Python noob here. What does the _ mean in "...for _ in range(100))"?


To add to specifics:

_ in python is commonly used as a variable name for values you want to throw away. For example, let's say you have a log file split on newlines, with records like this:

    logline = "127.0.0.1 localhost.example.com GET /some/url 404 12413"
You want to get all the URLs that are 404s, but you don't care about who requested them, etc. You could do this:

    _, _, _, url, returncode, _ = logline.split(' ')
There's no special behaviour for _ in this case; in fact, normally in the interactive interpreter it's used to store the result of the last evaluated line, like so:

    >>> SomeModel.objects.all()
    [SomeModel(…), SomeModel(…), SomeModel(…), …]
    >>> d = _
    >>> print d
    [SomeModel(…), SomeModel(…), SomeModel(…), …]
Which I think is basically the same behaviour; you run some code, you don't assign it, so the interpreter dumps it into _ and goes on about its day.

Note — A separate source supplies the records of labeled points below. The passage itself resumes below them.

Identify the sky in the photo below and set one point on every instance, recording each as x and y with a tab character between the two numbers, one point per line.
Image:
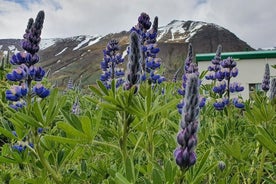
253	21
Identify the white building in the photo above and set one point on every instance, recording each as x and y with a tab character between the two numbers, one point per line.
251	66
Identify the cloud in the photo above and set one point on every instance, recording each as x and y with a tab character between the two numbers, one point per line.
250	21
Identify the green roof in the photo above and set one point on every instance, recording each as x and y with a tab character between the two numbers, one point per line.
238	55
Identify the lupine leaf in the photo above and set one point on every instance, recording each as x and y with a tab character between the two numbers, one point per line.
102	87
70	130
130	173
120	179
86	126
38	112
7	133
25	119
4	159
62	140
156	176
96	91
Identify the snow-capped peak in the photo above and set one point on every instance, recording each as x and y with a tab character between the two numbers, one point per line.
179	30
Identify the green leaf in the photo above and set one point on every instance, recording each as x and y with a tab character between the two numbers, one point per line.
202	163
96	91
70	130
7	160
169	172
268	143
86	126
62	140
130	173
156	176
103	88
7	133
38	112
25	119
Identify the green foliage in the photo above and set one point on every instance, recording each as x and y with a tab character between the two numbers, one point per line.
126	137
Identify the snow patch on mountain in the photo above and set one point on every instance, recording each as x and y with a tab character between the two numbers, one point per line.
45	43
94	41
61	51
179	30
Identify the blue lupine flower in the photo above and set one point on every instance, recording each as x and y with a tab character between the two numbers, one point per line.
40	90
17	104
133	75
236	87
219	104
147	38
16	92
109	64
76	107
220	87
266	79
27	72
185	155
40	130
238	103
36	73
18	74
273	89
202	101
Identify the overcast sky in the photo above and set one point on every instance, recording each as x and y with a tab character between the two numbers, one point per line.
253	21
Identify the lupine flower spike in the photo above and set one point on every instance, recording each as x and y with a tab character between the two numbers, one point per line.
133	74
150	62
26	71
266	79
110	64
273	89
185	155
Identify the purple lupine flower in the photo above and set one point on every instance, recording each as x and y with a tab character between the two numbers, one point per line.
70	84
185	155
40	130
32	35
36	73
18	74
133	74
266	79
110	63
76	107
221	165
27	72
150	63
214	70
15	93
202	101
238	103
220	87
273	89
40	90
235	87
17	104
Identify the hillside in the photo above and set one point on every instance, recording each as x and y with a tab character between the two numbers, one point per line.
79	57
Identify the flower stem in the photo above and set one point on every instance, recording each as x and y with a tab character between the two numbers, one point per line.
260	170
46	164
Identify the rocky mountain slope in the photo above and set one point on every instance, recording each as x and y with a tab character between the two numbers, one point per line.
79	57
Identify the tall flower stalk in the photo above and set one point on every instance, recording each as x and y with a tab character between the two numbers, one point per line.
26	72
266	79
150	61
110	64
221	72
133	74
185	155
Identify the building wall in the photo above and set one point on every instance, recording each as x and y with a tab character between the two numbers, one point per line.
250	71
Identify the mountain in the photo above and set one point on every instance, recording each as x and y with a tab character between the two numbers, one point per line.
79	57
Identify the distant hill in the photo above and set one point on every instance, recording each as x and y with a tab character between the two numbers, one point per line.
79	57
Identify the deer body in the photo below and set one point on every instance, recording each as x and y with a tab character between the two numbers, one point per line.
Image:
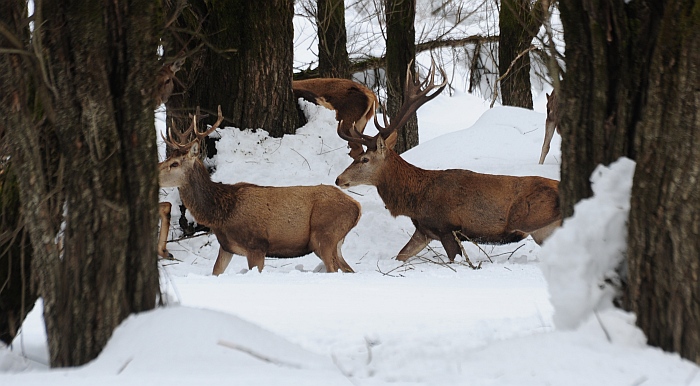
484	208
258	221
481	207
351	101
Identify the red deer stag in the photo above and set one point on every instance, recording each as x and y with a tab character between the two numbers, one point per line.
550	124
351	101
481	207
161	93
258	221
165	79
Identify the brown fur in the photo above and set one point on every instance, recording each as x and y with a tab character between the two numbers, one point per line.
481	207
352	102
550	124
485	208
165	81
258	221
164	213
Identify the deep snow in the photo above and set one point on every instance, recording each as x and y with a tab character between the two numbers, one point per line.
415	323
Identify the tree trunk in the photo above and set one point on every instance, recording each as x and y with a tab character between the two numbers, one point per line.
400	52
518	23
246	66
98	105
631	90
332	39
17	297
607	62
664	234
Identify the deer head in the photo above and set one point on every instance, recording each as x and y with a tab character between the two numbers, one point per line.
165	79
185	151
366	166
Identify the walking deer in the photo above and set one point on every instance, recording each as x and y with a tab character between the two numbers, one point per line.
550	124
481	207
351	101
258	221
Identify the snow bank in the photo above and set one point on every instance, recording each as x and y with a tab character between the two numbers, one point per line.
585	251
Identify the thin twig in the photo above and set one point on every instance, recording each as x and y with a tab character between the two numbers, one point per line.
464	253
256	355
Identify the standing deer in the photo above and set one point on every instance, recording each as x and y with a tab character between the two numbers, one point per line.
258	221
550	124
165	79
161	93
351	101
481	207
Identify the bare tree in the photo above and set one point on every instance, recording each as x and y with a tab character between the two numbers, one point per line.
631	90
333	59
244	65
519	21
400	52
77	112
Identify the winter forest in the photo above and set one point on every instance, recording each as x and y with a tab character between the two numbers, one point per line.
358	192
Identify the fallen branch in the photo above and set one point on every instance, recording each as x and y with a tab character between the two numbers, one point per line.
464	253
256	355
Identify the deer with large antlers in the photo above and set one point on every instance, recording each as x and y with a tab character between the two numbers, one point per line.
448	204
351	101
165	81
259	221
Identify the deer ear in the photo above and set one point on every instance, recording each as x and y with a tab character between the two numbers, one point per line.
194	150
391	140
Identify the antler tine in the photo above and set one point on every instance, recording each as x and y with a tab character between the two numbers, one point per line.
354	136
415	95
379	127
215	126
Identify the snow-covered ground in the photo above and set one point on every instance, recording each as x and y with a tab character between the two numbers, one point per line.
423	322
530	316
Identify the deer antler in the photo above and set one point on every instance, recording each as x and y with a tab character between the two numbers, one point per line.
415	95
183	143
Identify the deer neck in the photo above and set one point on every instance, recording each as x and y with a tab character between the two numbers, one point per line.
401	186
205	198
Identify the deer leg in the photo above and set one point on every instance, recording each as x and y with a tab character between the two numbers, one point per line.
256	259
541	234
416	244
548	134
221	262
164	211
344	266
451	246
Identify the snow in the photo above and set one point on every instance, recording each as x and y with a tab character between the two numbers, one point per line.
530	316
533	316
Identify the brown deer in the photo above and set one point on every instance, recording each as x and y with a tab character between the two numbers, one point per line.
165	79
550	124
258	221
444	204
161	93
351	101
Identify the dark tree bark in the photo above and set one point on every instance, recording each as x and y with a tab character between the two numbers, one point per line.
17	296
607	61
400	51
246	65
664	241
89	96
518	22
332	39
631	90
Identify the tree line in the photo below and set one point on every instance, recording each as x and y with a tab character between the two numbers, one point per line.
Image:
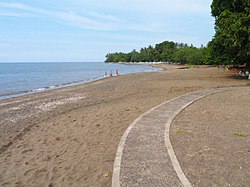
230	44
166	51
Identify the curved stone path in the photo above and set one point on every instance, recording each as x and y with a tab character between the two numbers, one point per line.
145	156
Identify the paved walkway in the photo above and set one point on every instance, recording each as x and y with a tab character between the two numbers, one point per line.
145	156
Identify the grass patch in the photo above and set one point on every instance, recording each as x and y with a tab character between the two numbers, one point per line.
241	134
181	132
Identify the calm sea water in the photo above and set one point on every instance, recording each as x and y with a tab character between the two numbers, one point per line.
23	78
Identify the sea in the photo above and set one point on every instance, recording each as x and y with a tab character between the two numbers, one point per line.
18	79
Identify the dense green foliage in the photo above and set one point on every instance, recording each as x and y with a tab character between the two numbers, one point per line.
162	52
230	44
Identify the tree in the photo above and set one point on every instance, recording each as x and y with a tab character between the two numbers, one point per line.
230	44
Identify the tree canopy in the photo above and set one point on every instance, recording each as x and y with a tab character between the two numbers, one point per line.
166	51
230	44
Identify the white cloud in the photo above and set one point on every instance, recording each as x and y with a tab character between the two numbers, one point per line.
104	22
11	14
6	45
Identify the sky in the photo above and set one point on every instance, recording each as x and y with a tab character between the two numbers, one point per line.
86	30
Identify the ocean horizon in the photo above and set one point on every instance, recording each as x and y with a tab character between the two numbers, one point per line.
21	78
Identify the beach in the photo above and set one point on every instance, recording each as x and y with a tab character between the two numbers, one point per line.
69	136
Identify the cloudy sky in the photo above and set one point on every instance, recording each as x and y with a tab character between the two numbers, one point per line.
86	30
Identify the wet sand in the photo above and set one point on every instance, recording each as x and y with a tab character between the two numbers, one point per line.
69	136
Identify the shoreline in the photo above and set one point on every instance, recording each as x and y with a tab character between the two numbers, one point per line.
65	85
69	136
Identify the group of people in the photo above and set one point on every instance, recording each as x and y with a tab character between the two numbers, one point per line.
111	74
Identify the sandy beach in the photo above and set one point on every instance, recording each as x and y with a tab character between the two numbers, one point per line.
69	136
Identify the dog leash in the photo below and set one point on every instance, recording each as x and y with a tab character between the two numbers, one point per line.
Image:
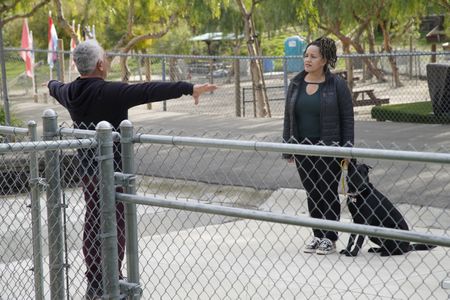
344	167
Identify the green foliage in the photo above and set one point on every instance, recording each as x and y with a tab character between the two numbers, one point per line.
418	112
174	42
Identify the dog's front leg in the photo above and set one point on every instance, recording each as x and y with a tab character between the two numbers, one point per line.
358	245
351	241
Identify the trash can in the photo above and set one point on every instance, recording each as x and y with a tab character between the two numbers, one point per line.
294	46
438	77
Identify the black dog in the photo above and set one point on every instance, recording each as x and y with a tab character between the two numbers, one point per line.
370	207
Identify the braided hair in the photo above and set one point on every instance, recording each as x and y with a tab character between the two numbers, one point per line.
327	48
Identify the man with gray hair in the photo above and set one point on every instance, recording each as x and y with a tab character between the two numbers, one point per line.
89	100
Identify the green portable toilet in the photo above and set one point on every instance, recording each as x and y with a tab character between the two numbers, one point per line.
294	46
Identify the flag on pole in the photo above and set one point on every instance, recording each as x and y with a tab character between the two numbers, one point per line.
73	44
52	42
79	32
27	43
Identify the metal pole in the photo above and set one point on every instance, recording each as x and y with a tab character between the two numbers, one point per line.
126	130
4	84
36	217
244	213
108	237
55	233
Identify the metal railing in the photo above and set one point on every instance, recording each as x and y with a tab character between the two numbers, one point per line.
197	228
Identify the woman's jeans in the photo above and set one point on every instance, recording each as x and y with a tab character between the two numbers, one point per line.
320	178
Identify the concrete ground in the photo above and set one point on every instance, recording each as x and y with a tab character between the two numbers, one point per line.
242	259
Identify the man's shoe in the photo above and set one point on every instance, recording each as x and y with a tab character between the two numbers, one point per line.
326	247
312	246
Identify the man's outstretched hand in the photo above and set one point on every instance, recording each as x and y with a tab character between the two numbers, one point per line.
202	88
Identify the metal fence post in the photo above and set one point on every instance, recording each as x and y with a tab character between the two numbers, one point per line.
36	217
108	235
126	130
4	83
55	233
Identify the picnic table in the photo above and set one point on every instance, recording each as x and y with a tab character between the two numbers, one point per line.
363	97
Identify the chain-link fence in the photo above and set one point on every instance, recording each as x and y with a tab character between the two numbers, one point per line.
399	86
229	219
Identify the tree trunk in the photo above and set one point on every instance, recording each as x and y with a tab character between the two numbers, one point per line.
148	74
125	72
384	24
348	64
371	43
262	104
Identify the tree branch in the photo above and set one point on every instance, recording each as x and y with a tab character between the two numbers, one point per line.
63	22
24	15
127	46
6	7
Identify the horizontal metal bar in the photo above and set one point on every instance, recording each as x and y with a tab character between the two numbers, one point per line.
47	145
355	55
84	133
375	231
313	150
13	130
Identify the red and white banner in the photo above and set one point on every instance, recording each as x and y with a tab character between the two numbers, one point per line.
27	43
52	42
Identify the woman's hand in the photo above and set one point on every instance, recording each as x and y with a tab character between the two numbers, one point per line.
202	88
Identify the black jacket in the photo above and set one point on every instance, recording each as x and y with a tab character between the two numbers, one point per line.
336	112
91	100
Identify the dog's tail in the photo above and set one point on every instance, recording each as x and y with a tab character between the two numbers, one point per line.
420	247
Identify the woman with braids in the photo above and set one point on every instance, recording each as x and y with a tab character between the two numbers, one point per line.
319	111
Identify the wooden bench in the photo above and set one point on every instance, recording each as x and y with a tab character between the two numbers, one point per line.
367	97
344	74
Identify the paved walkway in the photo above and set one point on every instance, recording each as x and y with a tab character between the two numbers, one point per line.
249	260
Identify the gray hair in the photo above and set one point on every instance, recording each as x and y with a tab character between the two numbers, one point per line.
86	56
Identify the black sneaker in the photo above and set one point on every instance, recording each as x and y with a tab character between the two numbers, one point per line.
312	246
93	293
326	247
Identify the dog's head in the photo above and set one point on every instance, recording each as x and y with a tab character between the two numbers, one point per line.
357	178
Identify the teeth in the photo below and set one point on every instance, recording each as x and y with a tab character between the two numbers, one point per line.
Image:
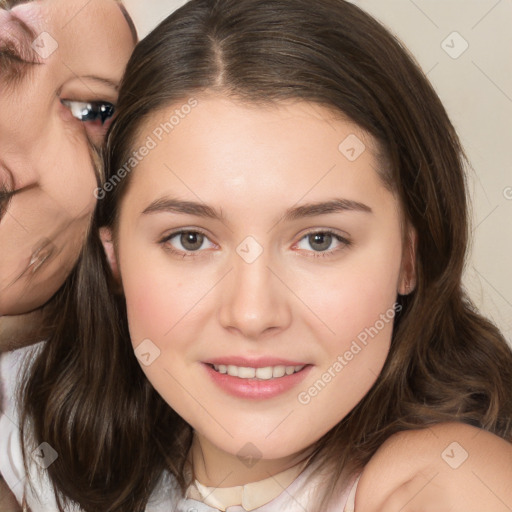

Normally you would place a variable there, such as x or y. But in this case, the variable doesn't matter. You aren't using it in the function call. You're telling the programming the variable for the for loop that it doesn't matter.


It's just a name of a variable. There's nothing special about it (in this context), but it's conventionally used when you don't care about the value assigned to it.